The Flotation Walls are a fresh band that records in lush layers, similar, but not quite, to the Arcade Fire, so I was ecstatic when they asked me to lay down some harp tracks at Relay Recording (formerly Snaps-n-Taps! MB brought me there to play years ago) for their new release, Nature. We experimented with several "voices" of the harp and finally settled on bits that had me laughing; can't wait to hear the final product.

My mother celebrated a Very Important Birthday last month, and family came over to celebrate. Turns out the unfinished particle board floors were perfect for toy wars. Just don't let them fall through the hole in the floor that Aunt Trista brilliantly put a chair leg through, ripping out the outlet box that had been mounted underneath. I made vegan treats.

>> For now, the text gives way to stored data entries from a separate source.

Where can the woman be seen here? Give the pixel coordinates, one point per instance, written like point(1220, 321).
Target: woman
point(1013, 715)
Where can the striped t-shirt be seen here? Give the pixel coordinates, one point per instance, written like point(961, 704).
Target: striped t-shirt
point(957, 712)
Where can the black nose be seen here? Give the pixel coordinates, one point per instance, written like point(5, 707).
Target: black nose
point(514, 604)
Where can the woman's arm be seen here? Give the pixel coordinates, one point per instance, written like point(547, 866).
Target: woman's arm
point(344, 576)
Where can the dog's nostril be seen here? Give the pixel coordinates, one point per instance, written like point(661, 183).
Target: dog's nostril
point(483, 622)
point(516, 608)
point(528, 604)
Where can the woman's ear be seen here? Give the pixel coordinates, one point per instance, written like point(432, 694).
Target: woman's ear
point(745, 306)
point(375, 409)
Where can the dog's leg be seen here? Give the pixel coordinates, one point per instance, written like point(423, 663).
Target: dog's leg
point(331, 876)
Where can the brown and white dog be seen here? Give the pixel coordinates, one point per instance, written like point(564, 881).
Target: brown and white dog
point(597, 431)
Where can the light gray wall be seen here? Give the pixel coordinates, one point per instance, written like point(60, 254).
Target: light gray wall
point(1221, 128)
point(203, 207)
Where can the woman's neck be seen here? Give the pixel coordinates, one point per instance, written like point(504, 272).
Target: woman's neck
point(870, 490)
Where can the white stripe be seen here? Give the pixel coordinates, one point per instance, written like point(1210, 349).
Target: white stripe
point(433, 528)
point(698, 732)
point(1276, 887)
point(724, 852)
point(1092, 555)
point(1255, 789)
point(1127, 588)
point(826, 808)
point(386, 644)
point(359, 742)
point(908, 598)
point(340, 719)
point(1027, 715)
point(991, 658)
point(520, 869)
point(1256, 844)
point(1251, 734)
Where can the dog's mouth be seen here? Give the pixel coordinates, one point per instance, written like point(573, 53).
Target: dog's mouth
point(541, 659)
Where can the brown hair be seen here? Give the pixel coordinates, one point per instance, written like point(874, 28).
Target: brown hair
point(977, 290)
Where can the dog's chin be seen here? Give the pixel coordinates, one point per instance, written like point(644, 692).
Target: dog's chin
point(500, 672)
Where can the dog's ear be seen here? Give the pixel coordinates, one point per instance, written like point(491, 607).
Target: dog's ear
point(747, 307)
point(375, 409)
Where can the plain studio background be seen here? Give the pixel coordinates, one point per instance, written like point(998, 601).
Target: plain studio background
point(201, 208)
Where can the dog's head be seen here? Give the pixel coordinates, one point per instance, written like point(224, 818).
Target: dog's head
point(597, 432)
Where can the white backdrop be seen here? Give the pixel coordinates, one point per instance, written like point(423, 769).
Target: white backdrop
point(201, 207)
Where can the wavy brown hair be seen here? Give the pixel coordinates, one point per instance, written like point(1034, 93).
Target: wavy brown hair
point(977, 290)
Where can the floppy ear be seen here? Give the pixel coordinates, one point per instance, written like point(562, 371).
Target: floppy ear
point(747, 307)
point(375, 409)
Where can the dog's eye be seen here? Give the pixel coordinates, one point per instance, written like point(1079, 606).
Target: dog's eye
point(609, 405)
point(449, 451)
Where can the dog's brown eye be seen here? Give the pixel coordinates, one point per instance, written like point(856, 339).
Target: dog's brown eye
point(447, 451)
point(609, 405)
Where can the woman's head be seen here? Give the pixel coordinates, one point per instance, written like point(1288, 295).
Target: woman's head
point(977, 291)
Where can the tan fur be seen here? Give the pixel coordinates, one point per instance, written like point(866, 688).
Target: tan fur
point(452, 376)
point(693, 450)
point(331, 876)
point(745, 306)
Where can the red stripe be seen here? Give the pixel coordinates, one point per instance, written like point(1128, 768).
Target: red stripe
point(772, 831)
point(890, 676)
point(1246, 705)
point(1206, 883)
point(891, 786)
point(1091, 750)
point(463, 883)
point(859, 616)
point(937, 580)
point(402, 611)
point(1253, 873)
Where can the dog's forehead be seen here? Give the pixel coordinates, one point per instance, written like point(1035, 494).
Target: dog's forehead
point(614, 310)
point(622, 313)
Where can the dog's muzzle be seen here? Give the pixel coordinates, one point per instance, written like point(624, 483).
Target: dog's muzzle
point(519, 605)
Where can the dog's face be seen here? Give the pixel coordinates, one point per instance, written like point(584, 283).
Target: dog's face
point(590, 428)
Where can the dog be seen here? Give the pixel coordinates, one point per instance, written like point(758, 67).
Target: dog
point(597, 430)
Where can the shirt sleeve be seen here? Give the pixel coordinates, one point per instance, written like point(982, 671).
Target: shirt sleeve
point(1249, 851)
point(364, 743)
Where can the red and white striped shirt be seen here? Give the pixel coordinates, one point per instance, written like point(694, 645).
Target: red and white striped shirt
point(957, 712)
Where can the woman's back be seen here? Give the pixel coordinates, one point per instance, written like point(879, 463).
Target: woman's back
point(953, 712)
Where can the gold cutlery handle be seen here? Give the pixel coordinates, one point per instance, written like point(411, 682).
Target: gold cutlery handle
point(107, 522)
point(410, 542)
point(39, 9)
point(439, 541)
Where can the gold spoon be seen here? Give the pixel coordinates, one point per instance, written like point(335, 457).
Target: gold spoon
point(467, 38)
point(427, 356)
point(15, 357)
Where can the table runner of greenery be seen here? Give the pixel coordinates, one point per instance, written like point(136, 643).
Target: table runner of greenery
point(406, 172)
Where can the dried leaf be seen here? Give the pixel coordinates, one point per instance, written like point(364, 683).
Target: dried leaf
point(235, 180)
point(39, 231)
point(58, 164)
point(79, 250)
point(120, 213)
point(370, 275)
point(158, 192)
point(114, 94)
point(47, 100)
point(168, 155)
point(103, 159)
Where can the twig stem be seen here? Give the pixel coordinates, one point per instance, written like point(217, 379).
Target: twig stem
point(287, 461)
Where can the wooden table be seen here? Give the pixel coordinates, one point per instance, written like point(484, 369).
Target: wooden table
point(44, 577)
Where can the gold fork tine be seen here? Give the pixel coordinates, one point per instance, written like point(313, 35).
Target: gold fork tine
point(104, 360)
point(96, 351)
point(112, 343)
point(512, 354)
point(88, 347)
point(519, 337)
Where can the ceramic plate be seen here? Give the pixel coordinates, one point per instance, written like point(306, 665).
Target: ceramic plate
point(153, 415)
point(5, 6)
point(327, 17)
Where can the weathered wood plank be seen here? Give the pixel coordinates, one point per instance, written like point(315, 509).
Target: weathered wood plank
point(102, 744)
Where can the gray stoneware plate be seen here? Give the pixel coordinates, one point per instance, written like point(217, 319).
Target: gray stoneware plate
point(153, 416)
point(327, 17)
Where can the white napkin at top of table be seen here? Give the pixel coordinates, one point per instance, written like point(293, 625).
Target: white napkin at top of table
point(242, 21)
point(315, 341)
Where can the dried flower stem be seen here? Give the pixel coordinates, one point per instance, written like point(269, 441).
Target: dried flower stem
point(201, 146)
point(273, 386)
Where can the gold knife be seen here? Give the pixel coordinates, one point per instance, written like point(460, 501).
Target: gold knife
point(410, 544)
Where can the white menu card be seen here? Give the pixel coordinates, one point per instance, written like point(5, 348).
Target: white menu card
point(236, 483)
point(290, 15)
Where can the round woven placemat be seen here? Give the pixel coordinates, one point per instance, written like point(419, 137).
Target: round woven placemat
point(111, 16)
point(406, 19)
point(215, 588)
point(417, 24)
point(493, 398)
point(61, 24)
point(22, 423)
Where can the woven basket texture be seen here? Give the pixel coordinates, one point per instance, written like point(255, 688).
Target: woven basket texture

Pictured above; lemon (very) tart with toasted almond crust boasting a topping of lemon curd and candied lemons -- yes, we love our lemons (Yo Sweet J!) -- vegan strawberry shortcake with cashew cream, and vegan chocolate chip cookies. And that towering mound of white in the center? Real whipped cream. Yeah, not vegan.

And now, even more randomness...

My biggest hurdle in the tax struggle is the 7.5% of Adjusted Gross Income rule. I have squelched and pinned it to the ground several times over, all to no avail. It refuses to decrease or disappear -- it just stares back, deaf and dumb.

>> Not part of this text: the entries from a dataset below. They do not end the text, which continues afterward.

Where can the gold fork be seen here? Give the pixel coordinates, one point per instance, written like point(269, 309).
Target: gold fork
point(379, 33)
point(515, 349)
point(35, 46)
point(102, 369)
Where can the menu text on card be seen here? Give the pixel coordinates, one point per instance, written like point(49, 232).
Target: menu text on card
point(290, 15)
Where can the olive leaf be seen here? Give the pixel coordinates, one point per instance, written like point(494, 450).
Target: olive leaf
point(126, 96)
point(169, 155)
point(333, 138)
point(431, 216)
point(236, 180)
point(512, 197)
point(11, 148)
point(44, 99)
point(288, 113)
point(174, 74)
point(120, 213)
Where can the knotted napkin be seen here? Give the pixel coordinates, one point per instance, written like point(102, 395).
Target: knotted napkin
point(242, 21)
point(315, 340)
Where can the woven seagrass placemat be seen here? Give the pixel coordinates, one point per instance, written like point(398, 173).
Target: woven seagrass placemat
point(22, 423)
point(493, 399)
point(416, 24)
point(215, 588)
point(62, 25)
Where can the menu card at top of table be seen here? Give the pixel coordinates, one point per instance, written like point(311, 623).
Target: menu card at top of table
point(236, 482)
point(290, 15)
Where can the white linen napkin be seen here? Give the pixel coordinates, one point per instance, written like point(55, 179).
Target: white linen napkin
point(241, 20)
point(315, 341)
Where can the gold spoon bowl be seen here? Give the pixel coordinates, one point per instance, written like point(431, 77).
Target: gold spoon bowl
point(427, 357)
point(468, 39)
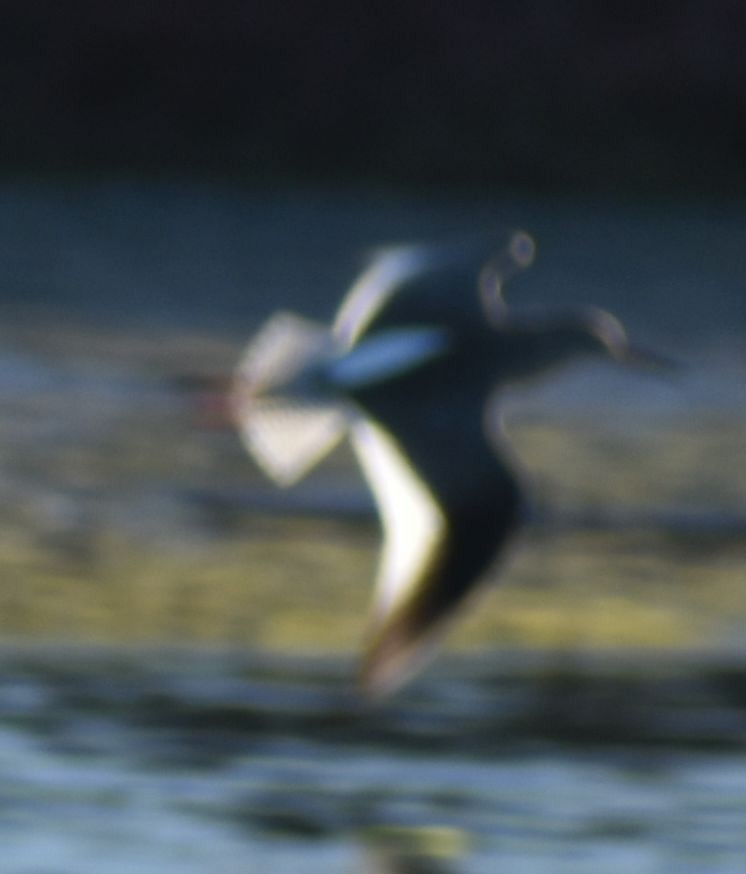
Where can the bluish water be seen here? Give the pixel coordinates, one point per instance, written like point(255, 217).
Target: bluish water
point(186, 763)
point(193, 763)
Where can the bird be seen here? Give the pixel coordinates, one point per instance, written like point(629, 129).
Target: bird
point(408, 369)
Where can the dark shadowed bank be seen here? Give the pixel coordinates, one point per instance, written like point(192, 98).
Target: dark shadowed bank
point(576, 95)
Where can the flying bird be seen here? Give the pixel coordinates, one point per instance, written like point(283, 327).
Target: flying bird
point(420, 344)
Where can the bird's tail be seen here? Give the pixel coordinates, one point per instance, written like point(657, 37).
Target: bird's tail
point(286, 423)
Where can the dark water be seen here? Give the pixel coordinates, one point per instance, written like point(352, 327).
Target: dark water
point(184, 762)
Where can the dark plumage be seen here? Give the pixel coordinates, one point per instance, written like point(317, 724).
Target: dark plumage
point(420, 343)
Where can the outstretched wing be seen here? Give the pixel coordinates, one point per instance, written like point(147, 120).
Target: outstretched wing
point(286, 428)
point(450, 284)
point(448, 502)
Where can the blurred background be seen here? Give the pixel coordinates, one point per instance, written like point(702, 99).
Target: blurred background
point(178, 638)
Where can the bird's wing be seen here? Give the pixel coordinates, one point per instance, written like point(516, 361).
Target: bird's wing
point(388, 271)
point(436, 549)
point(457, 282)
point(285, 429)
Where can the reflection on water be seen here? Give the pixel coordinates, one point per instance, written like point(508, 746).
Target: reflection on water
point(174, 762)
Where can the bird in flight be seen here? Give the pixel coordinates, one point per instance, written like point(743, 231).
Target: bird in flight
point(420, 344)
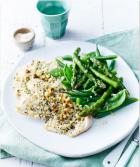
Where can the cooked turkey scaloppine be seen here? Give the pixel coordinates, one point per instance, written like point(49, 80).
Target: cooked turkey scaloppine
point(42, 96)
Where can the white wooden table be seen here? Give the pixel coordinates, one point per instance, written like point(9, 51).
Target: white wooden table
point(88, 19)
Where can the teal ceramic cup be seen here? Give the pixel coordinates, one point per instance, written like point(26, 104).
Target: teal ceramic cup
point(54, 17)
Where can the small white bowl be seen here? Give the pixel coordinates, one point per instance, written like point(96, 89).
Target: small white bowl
point(24, 38)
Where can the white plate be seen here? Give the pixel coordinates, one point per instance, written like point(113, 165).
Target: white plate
point(104, 133)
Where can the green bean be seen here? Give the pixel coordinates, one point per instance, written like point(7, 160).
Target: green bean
point(88, 92)
point(106, 57)
point(57, 72)
point(103, 113)
point(87, 74)
point(60, 63)
point(89, 110)
point(116, 101)
point(105, 78)
point(67, 57)
point(75, 55)
point(66, 84)
point(85, 58)
point(112, 65)
point(81, 81)
point(87, 83)
point(68, 73)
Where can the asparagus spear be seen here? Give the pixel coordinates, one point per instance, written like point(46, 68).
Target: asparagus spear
point(105, 78)
point(95, 106)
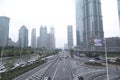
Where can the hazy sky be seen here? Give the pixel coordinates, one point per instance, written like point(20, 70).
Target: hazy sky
point(57, 13)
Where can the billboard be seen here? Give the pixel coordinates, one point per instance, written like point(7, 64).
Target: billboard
point(97, 42)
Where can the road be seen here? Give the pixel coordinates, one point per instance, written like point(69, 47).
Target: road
point(63, 67)
point(56, 68)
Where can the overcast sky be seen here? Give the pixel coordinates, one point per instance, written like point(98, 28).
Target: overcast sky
point(57, 13)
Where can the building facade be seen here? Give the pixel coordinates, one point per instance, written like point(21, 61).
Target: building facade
point(43, 37)
point(51, 39)
point(4, 30)
point(23, 37)
point(113, 42)
point(70, 36)
point(33, 38)
point(91, 20)
point(79, 23)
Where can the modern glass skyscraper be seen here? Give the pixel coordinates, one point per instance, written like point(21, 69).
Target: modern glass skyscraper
point(91, 21)
point(70, 37)
point(43, 37)
point(79, 22)
point(4, 30)
point(119, 10)
point(23, 37)
point(51, 39)
point(33, 38)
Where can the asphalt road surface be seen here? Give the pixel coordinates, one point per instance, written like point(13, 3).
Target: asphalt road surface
point(60, 70)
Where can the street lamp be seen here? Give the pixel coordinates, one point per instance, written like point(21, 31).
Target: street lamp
point(106, 58)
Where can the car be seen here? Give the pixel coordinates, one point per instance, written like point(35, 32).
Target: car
point(47, 78)
point(78, 78)
point(91, 60)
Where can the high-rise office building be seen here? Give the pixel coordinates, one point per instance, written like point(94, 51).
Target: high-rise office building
point(119, 10)
point(38, 42)
point(91, 21)
point(43, 37)
point(70, 37)
point(33, 38)
point(23, 37)
point(79, 23)
point(4, 30)
point(51, 39)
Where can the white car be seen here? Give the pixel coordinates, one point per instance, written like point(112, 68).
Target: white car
point(47, 78)
point(92, 60)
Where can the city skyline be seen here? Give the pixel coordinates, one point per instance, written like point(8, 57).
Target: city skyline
point(54, 14)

I again met really wonderful people during the Spring Fund Drive for the local NPR station, WCBE. Those of us volunteering are also often listeners, and it seems to me we are united in a way by isolation; that is, we listen while engaged in our solitary work. So coming into the station we can collectively marvel at how close / far our mental portraits of announcers and testimonialists are from the real thing and simultaneously learn more about fellow members of this quiet community.

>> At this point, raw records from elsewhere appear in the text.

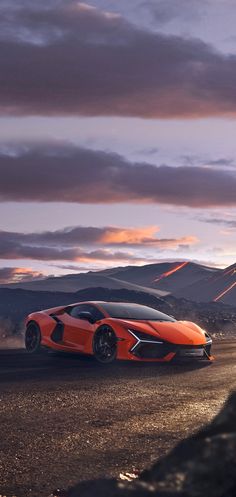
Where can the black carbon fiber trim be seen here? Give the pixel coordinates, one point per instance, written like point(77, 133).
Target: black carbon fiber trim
point(57, 333)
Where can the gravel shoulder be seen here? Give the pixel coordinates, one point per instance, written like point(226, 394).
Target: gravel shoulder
point(66, 419)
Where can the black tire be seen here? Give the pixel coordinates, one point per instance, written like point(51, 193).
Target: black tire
point(33, 338)
point(105, 345)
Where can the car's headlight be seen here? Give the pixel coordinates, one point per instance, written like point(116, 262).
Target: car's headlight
point(144, 337)
point(207, 337)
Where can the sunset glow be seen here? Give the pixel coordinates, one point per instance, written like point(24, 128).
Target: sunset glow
point(172, 271)
point(222, 294)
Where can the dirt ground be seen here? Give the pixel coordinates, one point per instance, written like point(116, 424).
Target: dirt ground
point(66, 418)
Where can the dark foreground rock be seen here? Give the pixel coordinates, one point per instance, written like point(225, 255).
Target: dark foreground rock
point(203, 465)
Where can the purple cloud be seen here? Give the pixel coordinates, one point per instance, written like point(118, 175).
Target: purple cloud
point(68, 174)
point(70, 59)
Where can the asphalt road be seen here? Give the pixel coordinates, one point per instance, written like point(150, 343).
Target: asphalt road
point(66, 418)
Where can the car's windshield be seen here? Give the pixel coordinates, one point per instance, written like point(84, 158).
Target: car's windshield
point(135, 312)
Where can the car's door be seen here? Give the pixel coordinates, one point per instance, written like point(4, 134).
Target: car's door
point(77, 332)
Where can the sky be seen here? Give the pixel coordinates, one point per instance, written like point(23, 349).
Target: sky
point(117, 134)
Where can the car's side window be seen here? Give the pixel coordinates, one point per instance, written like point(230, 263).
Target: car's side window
point(94, 311)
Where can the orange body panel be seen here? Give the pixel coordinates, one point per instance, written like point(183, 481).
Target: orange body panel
point(78, 334)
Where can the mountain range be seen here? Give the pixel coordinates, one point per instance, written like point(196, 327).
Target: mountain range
point(187, 280)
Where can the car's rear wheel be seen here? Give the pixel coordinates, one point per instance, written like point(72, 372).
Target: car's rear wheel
point(105, 344)
point(32, 338)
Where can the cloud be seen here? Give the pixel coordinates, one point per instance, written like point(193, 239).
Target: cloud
point(66, 244)
point(166, 11)
point(17, 274)
point(73, 59)
point(229, 223)
point(64, 173)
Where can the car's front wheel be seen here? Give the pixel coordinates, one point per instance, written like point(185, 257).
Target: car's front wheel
point(105, 344)
point(32, 338)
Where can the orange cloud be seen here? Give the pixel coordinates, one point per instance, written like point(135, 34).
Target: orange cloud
point(17, 274)
point(143, 236)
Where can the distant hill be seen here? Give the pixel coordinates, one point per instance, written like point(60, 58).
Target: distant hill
point(218, 287)
point(188, 280)
point(15, 304)
point(74, 282)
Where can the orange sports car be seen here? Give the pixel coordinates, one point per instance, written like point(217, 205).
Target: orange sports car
point(114, 330)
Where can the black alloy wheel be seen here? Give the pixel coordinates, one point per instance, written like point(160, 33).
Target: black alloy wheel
point(32, 338)
point(105, 345)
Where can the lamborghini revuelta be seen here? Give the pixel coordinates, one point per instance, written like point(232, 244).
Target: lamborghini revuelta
point(112, 330)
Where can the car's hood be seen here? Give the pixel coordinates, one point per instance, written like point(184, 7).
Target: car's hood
point(178, 332)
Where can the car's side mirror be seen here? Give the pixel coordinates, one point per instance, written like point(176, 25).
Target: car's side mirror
point(87, 316)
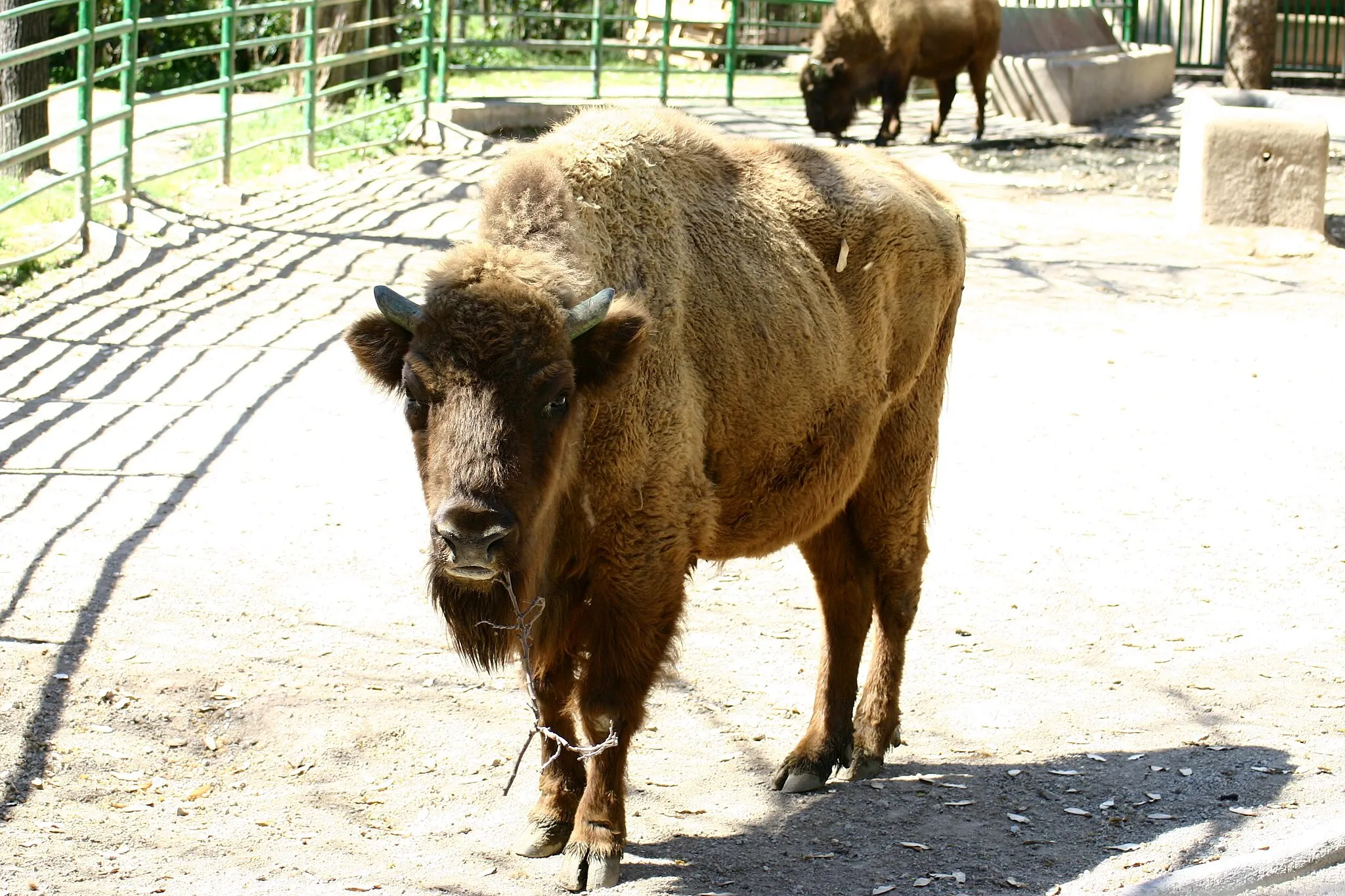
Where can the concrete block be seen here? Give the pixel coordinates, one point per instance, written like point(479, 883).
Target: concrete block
point(1079, 86)
point(1246, 163)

Seared in my memory is the Andrew Bird concert in Cleveland last week. It's impossible for me to get enough, so I'm grateful to relive moments here (scroll down for video) and here. My friend E and I made a nice trip of it -- ridiculously, I didn't get pictures. On this tour Andrew has three other musicians with him; I'm familiar enough with his music to recognize when he is trying out a new approach, or how he comes out of a seemingly wrong turn, or what parts he gave away to the other musicians to clear him for what he wants to do next. Fourth (or third??) row seats were perfect for viewing how he communicates nonverbally and musically with Dosh, on drums. This is the communication I want with whom I play -- it's what makes the music. It wouldn't hurt at all if this communication occurred with Mr. Bird himself.

Great Blue Herons have again been spotted on my river route. I read somewhere that they are territorial, which means I am probably seeing the same herons each time, and this entitles me to claim them as mine. I am not impressed by the other waterfowl -- my only fondness for Canadian Geese is the flawless imitation my sister can render of their calls. My other favorites are back, too -- they are either Red-Tailed Hawks or Prairie Falcons. Last fall, one stood at the side of the road as if waiting for me to walk past. Just a few yards from each other, with heavy gazes, we took the other in until the spell was broken by a passing car. When I watch them soar, I want to spontaneously burst into flames just to join them.

Molly Gordon wrote a great piece: How to Get Organized Without Dowsing Your Creative Fire

It's the Full Moon -- that explains everything.